Sunday, September 18, 2011


Sunsets! I love the light at the end of the day. I shoot nearly every night, but lately have not posted them here. Though beautiful, and symbolically rich, interesting sunset photography is a challenge. Here are the last three, and then I’ll get to other recent photos.

Thursday sunset over Sisters Rocks, Andrew D. Barron©9/15/11
Sunset at Gold Beach, Andrew D. Barron©9/16/11
Sunset at Nesika Beach dead end, Andrew D. Barron©9/17/11
Okay, stepping back again to Thursday clouds.
Thursday clouds, Andrew D. Barron©9/15/11
On this night, I turned the camera on me and sang a few songs. It has been some time since my last musical performances. Afterwards, I walked down the former highway alignment, up hill and behind locked gates.
Old highway 101 above Sisters Rocks, Andrew D. Barron©9/15/11
The songs were spontaneous and unrehearsed as usual. Watch me sing Bill Monroe’s Close By and Green Pastures (Going Up Home). Both songs are definitely in the hard-for-me-to-sing category.

While singing, I saw many exhale spouts of whales far out in the Pacific. In the past, I have seen three or four here or there, but on this night I saw about forty.

Onto Friday. I know: I find electricity, transformers, and powerlines very interesting.
Reflective patterns: transformer, Andrew D. Barron©9/16/11
On Friday morning, the power went out twice.
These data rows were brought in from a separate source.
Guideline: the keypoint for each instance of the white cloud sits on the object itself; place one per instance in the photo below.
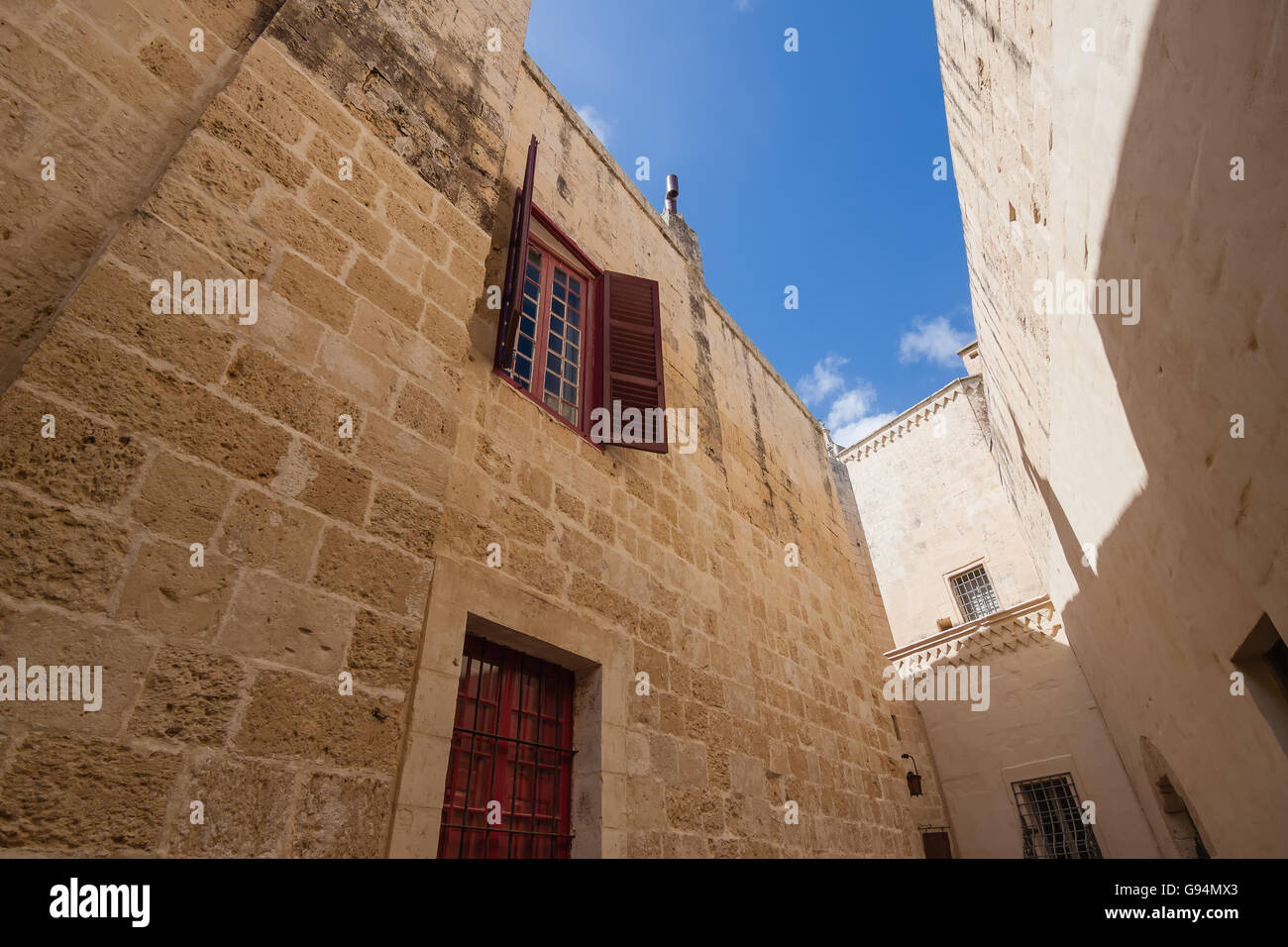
(850, 434)
(822, 380)
(850, 415)
(597, 124)
(850, 418)
(932, 341)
Solar activity is also very interesting to me. The ACE satellite is positioned where gravity of Earth and Sun are equal, cited as about 1 million miles out. Here is the 6 hour data I saved to illustrate an observation:
ACE 6 hour data 9/16/11
There is a little bit of math I usually do. First, notice the two peaks of the solar wind speed on the right hand side. They are at 15 and 17, 440 and 460km/s respectively, so I will say 450km/s for this example. Thus, ACE receives these pulses of speedier solar wind at very close to 60 minutes before they hit Earth.[((1.6x10^6km ÷ 450km/s) ÷ 60s/min) = 59.6min] Next, I convert UTC time to PST (-8). The spikes were at about 15 and 17 (7 and 9), and took an hour to reach earth at 8 and 10a.m. This is when the power went off. Whatever the cause of flickering lights, it isn’t too good for sensitive electronics. One would have to likely need to know more about the direction of the solar wind stream. My quick math assumes a direct hit; but I did the exercise because the power went out. During a prolonged outage however, access to ACE data is obviously unavailable. I suspect the bump, or impulsivity is what tripped the power here. Alternately, it could have something to do with the angle, Phi, where it changed abruptly from 360 to 0.
Nature's forms and the forms of man, Andrew D. Barron©9/16/11
Saturday: Went to Port Orford this morning. I had my megazoom Sony for these shots:
Nature's forms and the forms of man, Andrew D. Barron©9/17/11
I wish the image quality was better:
Nature's forms and the forms of man, Andrew D. Barron©9/17/11
After weeks of very few persistent trails, today was different.
Jet, Andrew D. Barron©9/17/11
I picked up some brake pads at the parts store and couldn’t help myself, and picked up the beefy Marshall Gas Control propane hose for my camping set up. The tube is thick, and the copper ring clamps seem very sturdy. Below, the fittings are disassembled to show this makeshift hose for connecting a bulk tank to a camp stove.
Propane hose and fittings, Andrew D. Barron©9/17/11
Even the inner diameter of the hose is bigger; the Century hose on the bottom. This seems good to me.
Propane hose, Andrew D. Barron©9/17/11
With a 12mm and 17mm wrenches, I replaced the pads. It was a pretty quick job. Probably should turn or replace this rotor, too.
New brakes, Andrew D. Barron©9/17/11
It was sunny most of the day, with many whispy clouds. This sun halo caught my eye.
Full circle sun dog, Andrew D. Barron©9/17/11
Big ’ol lens on the H1, Saturday night.